This revised version of the famed Mello 6 (generation I) began shipping as early as 2000. Most purchasers were initially perplexed when opening up the box containing their new mouthpiece, expecting the traditional profile of the original Mello 6 versus the slightly heavier reshaped second generation Mello 6.
The confusion was exacerbated to some degree by instrument retailer Woodwind and Brasswind simultaneously shipping UMI 1216 Mello 6 and UMI 1736 Mello 6 mouthpieces to customers who made purchases without the benefit of a photo reference on their website. Who knew a "Mello 6" wasn't necessarily a "Mello 6?"

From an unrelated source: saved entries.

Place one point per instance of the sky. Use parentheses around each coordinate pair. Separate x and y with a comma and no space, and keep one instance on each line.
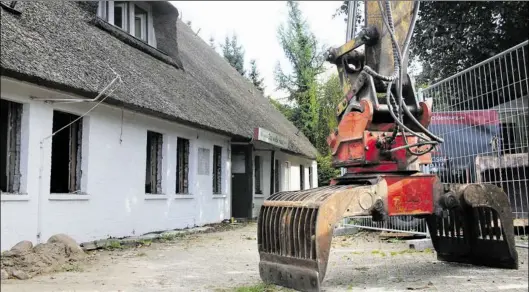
(256,24)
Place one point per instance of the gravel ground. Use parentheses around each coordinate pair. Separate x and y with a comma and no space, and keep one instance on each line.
(223,261)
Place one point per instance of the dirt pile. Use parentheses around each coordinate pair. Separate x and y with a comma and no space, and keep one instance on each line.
(24,261)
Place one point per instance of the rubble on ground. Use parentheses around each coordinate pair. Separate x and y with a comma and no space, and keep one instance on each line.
(24,261)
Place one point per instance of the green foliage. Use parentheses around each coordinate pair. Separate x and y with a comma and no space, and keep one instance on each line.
(360,14)
(451,36)
(331,93)
(301,49)
(255,76)
(234,53)
(312,105)
(325,170)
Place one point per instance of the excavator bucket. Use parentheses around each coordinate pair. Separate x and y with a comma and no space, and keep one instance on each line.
(295,230)
(471,224)
(475,226)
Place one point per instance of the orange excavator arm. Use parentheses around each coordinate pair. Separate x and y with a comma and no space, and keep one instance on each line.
(382,139)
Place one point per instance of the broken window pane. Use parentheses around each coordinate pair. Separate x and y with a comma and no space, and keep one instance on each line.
(120,14)
(257,174)
(153,173)
(276,176)
(140,23)
(217,169)
(11,118)
(182,166)
(301,177)
(310,178)
(66,153)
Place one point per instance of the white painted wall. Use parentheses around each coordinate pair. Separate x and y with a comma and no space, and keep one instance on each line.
(113,166)
(292,172)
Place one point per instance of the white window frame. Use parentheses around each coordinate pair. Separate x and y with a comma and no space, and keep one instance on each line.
(144,18)
(286,176)
(106,12)
(124,18)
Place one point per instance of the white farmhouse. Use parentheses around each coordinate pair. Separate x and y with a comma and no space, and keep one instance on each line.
(117,120)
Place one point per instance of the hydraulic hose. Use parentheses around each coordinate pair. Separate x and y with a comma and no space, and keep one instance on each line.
(388,21)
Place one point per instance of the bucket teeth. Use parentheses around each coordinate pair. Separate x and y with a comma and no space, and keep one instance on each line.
(478,230)
(294,235)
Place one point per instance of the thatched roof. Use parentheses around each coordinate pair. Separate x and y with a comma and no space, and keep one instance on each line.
(63,45)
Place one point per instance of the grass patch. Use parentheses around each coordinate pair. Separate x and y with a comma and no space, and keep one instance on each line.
(113,245)
(405,251)
(378,252)
(261,287)
(72,268)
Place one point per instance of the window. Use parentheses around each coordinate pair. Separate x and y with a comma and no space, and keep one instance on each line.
(120,14)
(11,118)
(182,166)
(286,178)
(276,176)
(257,174)
(133,17)
(217,169)
(140,23)
(153,172)
(301,177)
(66,153)
(310,178)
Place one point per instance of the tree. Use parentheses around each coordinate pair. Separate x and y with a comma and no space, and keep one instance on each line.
(255,76)
(234,53)
(301,49)
(343,10)
(452,36)
(331,93)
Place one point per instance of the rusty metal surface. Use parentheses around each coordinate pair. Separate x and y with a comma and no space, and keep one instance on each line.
(474,225)
(295,231)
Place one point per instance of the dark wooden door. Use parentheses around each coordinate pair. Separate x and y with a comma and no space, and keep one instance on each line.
(241,181)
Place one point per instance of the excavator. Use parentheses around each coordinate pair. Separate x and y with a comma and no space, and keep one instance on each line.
(382,140)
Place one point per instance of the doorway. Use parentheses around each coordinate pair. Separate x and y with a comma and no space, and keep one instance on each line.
(241,181)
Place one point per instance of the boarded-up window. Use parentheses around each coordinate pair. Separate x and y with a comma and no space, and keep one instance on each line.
(301,177)
(182,166)
(217,169)
(257,175)
(66,153)
(11,118)
(153,172)
(276,176)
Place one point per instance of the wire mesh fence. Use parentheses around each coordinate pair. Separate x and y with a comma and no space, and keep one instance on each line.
(482,114)
(401,224)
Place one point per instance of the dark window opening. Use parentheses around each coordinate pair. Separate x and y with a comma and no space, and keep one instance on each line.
(120,14)
(11,118)
(276,176)
(310,178)
(153,172)
(182,166)
(257,174)
(66,153)
(301,177)
(217,169)
(140,23)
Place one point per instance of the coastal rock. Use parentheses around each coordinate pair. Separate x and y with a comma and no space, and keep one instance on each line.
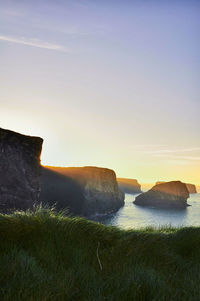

While the outside profile of the 1736 incorporates the addition of more mass around the cup and the rim area, the innards remain essentially similar if not identical. Some users have noticed a slightly different "feel" to the rim. The manufacturer's technical notes are limited to "medium" cup depth and a medium-wide rim shape.

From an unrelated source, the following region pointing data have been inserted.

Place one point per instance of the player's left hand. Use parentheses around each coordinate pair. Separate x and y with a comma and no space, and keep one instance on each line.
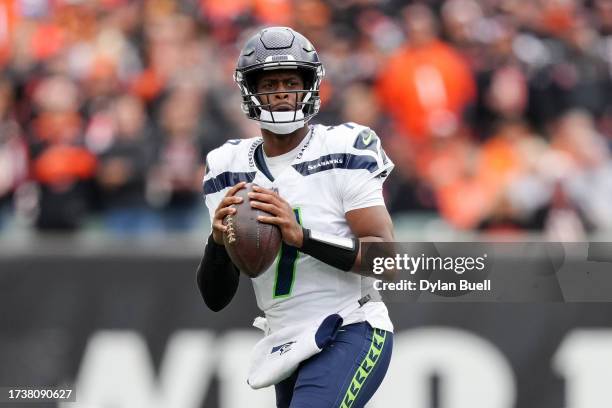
(282,214)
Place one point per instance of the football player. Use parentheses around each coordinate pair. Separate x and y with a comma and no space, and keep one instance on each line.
(322,186)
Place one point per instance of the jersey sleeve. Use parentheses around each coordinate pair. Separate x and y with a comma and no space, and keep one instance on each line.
(212,193)
(363,187)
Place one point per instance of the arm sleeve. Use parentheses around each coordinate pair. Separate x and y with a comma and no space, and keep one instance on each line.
(363,187)
(368,194)
(217,277)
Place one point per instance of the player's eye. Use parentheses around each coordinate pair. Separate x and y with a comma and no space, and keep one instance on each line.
(267,86)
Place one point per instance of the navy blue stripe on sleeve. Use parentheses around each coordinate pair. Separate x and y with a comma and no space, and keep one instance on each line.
(227,179)
(337,161)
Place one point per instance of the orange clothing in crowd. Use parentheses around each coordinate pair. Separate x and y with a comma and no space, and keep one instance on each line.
(8,17)
(64,164)
(426,89)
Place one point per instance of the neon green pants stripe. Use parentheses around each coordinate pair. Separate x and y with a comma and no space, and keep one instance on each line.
(365,368)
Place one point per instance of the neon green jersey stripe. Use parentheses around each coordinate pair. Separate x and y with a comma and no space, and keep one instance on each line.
(365,368)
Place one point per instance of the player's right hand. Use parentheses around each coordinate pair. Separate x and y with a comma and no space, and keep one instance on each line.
(223,210)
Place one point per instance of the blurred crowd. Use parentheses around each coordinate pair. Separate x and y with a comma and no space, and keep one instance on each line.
(497,113)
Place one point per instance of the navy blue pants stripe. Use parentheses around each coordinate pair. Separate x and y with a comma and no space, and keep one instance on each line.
(323,380)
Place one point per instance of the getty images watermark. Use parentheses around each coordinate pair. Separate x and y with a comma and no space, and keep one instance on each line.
(489,271)
(422,263)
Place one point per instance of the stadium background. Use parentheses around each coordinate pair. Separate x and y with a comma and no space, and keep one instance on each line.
(497,113)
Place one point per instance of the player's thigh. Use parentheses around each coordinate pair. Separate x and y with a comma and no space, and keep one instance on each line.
(348,372)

The additional mass on this mouthpiece can be a mixed blessing to some. While it helps the player slot pitches more effectively and will concentrate the timbre, it will take a short adjustment period for the player to become completely acclimated to this mouthpiece. Some players (this reviewer included) have noticed a very, very slight change in the articulation response of this mouthpiece, almost as if it doesn't quite speak as freely as its 1216 predecessor.

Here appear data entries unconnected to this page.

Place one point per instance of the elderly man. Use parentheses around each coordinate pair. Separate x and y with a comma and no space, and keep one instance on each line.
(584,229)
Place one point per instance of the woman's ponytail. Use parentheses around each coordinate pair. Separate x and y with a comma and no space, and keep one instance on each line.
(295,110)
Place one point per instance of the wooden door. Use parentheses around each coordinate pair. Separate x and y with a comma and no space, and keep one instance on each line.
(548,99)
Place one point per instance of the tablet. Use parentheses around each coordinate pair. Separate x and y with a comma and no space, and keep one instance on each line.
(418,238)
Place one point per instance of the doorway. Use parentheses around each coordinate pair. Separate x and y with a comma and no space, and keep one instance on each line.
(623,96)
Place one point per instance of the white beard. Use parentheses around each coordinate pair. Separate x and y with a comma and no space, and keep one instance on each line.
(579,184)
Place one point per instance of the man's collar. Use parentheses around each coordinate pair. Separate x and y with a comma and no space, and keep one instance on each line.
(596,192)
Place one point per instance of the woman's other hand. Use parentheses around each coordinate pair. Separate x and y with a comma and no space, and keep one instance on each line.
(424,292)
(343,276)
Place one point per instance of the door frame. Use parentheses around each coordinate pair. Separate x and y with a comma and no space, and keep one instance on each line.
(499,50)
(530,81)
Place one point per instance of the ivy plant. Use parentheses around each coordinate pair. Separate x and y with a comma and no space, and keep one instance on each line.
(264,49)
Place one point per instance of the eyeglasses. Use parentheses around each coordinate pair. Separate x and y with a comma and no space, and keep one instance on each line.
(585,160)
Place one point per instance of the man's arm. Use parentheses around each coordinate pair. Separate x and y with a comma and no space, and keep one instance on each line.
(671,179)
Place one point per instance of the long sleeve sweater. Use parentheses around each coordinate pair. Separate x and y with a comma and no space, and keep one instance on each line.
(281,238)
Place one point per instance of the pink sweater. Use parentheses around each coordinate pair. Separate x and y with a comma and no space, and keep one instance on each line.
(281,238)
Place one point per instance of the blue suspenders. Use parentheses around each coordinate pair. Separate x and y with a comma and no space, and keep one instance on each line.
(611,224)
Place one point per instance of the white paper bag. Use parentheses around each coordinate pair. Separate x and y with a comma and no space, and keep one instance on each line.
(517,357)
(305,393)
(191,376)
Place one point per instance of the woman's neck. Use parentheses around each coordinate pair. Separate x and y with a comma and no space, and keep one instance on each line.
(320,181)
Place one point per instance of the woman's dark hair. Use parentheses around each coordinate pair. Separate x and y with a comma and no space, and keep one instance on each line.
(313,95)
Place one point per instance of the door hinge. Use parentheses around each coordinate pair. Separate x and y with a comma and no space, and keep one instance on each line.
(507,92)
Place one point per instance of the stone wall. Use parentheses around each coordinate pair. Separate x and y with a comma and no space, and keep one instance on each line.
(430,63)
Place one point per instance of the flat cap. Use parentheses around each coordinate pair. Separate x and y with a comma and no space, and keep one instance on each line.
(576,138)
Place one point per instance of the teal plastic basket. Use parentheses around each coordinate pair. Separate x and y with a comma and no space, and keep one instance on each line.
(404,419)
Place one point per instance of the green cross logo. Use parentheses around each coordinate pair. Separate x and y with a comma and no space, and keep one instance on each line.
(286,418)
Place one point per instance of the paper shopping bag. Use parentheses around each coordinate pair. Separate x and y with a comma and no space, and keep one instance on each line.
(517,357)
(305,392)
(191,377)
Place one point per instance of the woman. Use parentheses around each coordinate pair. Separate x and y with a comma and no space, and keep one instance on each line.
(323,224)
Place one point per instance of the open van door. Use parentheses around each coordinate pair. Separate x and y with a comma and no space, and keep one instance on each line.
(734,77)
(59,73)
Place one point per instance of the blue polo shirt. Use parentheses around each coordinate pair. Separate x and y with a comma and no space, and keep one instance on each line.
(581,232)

Like the 1216, the 1736 is a small mouthpiece. Many purists will contend both mouthpiece designs are way too small in cup width for an instrument pitched in the key of F. While that argument would be best explored elsewhere, it does make one wonder why this particular size ever became the standard.
Unlike the 1216, the 1736 has serious competition from manufacturers who have devised their own incarnations of the Mello 6 including Dynasty, Kanstul, and Yamaha. Custom mouthpiece manufacturers such as Curry and Warburton have also produced innovative designs that have been used with great success by competitive marching mid-voice sections.
While no data is available to quantify the popularity of the 1736, it seems very likely this mouthpiece will adorn mid-voice metal for quite some time.